Plundering their capital via a wealth tax for a short-sighted, envy-inspired political gain is an attack on all of us.

A politician may reap momentary public approval by confiscating this capital. But eroding the capital base — whether through taxation, inflation, or consumption — hinders long-term economic prosperity.

Indeed, even as the share of wealth owned by the top 1% grew from 21% in 1990 to 29% in 2017, Americans of all income levels became better off.

The senator’s very premise of a problem — “the disappearing middle class” — is a fabrication.

Data from the Census Bureau show the middle class (those households earning between $35,000 and $100,000 adjusted for inflation) did shrink from 48% of households in 1990 to just 41% in 2017. Those in the lower class (under $35,000) dropped from 32% to under 30 percent, nearly an all-time low.

Combined, middle-income and low-income households dropped from 80% to 71% of the population.

What happened to these millions of families?
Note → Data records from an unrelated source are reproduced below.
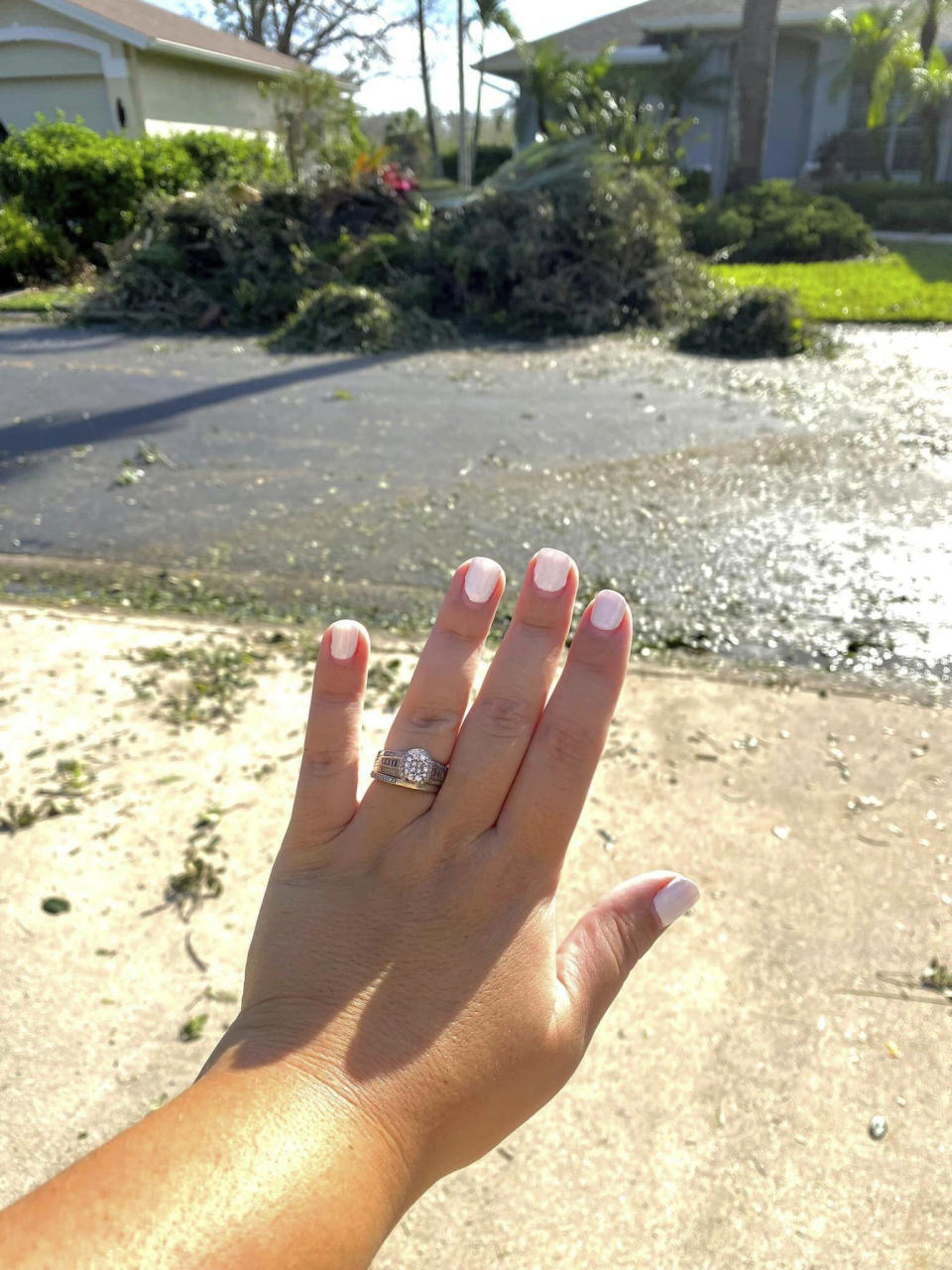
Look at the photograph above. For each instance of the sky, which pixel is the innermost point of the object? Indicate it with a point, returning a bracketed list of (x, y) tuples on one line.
[(399, 86)]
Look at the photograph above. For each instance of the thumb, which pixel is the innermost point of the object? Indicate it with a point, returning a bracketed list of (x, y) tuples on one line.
[(594, 959)]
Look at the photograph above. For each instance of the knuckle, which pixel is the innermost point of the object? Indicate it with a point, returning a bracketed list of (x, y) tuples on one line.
[(433, 719), (507, 716), (321, 763), (569, 744)]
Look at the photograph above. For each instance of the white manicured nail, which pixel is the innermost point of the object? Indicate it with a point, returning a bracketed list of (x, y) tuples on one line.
[(343, 640), (481, 579), (551, 571), (608, 610), (674, 899)]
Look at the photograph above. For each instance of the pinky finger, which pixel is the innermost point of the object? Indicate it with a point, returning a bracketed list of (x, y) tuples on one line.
[(326, 788)]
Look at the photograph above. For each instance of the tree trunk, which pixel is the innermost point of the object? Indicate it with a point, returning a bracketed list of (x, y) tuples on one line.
[(929, 31), (435, 162), (462, 171), (757, 54), (932, 127), (479, 104)]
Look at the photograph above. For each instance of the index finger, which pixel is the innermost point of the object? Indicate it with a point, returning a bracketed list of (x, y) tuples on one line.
[(544, 803)]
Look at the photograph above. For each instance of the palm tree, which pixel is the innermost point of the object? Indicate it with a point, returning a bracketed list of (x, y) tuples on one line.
[(930, 13), (757, 54), (930, 86), (490, 13), (875, 36), (426, 94)]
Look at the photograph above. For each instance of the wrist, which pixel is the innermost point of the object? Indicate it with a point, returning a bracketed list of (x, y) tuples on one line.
[(349, 1157)]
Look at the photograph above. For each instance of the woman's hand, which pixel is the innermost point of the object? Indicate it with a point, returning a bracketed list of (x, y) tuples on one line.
[(405, 961)]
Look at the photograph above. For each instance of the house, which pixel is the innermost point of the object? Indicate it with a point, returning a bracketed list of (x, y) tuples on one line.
[(130, 66), (806, 111)]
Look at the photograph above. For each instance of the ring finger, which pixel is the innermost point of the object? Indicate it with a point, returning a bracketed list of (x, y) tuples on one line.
[(439, 690)]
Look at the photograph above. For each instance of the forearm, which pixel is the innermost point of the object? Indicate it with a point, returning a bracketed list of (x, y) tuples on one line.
[(248, 1169)]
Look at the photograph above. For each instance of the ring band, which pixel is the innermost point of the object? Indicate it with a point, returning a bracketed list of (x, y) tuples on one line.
[(411, 769)]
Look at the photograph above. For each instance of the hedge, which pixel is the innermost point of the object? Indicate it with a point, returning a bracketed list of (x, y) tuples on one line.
[(90, 187), (869, 197)]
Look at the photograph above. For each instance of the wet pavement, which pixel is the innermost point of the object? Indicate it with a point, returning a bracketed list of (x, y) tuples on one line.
[(778, 513)]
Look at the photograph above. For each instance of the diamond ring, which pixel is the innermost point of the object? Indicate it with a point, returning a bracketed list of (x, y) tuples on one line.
[(412, 769)]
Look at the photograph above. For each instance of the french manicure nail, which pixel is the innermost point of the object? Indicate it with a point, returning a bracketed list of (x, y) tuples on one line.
[(481, 579), (551, 572), (343, 640), (608, 610), (674, 899)]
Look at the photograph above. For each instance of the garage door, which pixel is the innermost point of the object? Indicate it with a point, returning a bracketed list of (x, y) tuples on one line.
[(84, 95)]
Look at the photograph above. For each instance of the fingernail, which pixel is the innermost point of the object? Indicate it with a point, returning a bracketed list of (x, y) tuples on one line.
[(481, 579), (608, 610), (674, 899), (551, 571), (343, 640)]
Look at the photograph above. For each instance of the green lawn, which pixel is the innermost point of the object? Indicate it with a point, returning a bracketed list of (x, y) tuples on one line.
[(911, 284), (42, 300)]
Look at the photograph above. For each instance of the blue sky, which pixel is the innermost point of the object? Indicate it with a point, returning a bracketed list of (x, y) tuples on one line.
[(400, 86)]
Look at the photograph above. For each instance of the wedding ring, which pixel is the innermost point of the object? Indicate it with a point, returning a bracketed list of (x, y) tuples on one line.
[(411, 769)]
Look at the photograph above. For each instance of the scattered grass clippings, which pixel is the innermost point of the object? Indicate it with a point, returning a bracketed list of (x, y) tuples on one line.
[(207, 684), (937, 975), (198, 880), (193, 1028), (22, 816)]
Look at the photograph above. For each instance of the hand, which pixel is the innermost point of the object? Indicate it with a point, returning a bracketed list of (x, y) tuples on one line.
[(405, 959)]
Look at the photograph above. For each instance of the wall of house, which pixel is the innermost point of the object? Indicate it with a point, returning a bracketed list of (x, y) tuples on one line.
[(829, 109), (178, 93), (49, 72)]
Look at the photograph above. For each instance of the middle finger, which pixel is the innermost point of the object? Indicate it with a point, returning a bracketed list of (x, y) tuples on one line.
[(439, 690), (498, 730)]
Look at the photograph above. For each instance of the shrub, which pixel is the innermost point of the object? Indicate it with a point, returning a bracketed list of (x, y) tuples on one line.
[(32, 253), (90, 187), (486, 160), (694, 187), (777, 221), (869, 195), (70, 177), (336, 317), (925, 216), (758, 322), (569, 241), (218, 157)]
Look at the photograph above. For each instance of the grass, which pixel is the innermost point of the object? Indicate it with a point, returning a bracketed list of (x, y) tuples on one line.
[(44, 300), (911, 284)]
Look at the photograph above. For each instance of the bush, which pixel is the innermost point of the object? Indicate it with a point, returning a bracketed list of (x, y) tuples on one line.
[(758, 322), (774, 222), (694, 187), (218, 157), (486, 160), (929, 216), (32, 253), (567, 241), (336, 317), (869, 195), (67, 176), (90, 187)]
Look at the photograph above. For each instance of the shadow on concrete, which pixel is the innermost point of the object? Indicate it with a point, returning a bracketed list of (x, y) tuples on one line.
[(58, 431)]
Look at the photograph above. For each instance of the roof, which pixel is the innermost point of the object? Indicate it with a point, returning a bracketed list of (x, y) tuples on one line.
[(167, 32), (638, 26)]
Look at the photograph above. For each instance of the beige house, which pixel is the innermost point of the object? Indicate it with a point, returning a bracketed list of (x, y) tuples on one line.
[(130, 66)]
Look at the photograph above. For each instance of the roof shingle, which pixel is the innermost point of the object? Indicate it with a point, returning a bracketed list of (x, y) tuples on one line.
[(155, 23)]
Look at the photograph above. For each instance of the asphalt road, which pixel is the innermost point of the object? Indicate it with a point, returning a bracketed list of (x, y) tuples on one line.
[(792, 513)]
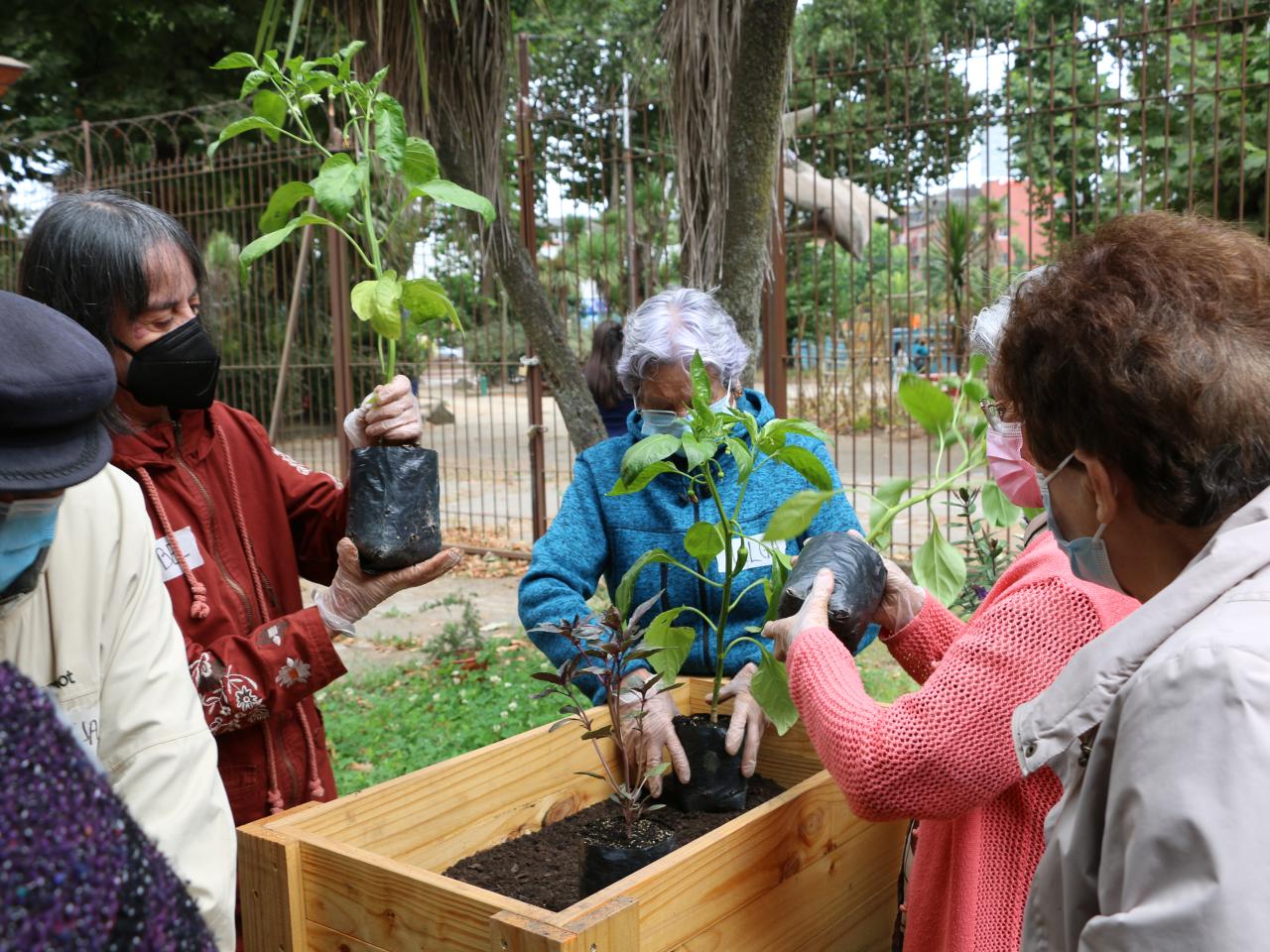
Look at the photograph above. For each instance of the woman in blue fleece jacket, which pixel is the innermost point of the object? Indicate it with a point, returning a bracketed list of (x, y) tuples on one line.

They migrated up the income chain.

During the same period, the percentage of households earning $100,000 nearly jumped from 20% to an all-time high of 29 percent.

In fact, the proportion of high income families has nearly doubled since 1980.

This isn’t a paradox. It’s a direct result of a free-market system in which individuals can earn wealth by satisfying the needs of the marketplace.

For the vast majority of Americans, fostering a nation of opportunity and abundance for all is far more desirable than sacking our wealthy neighbors.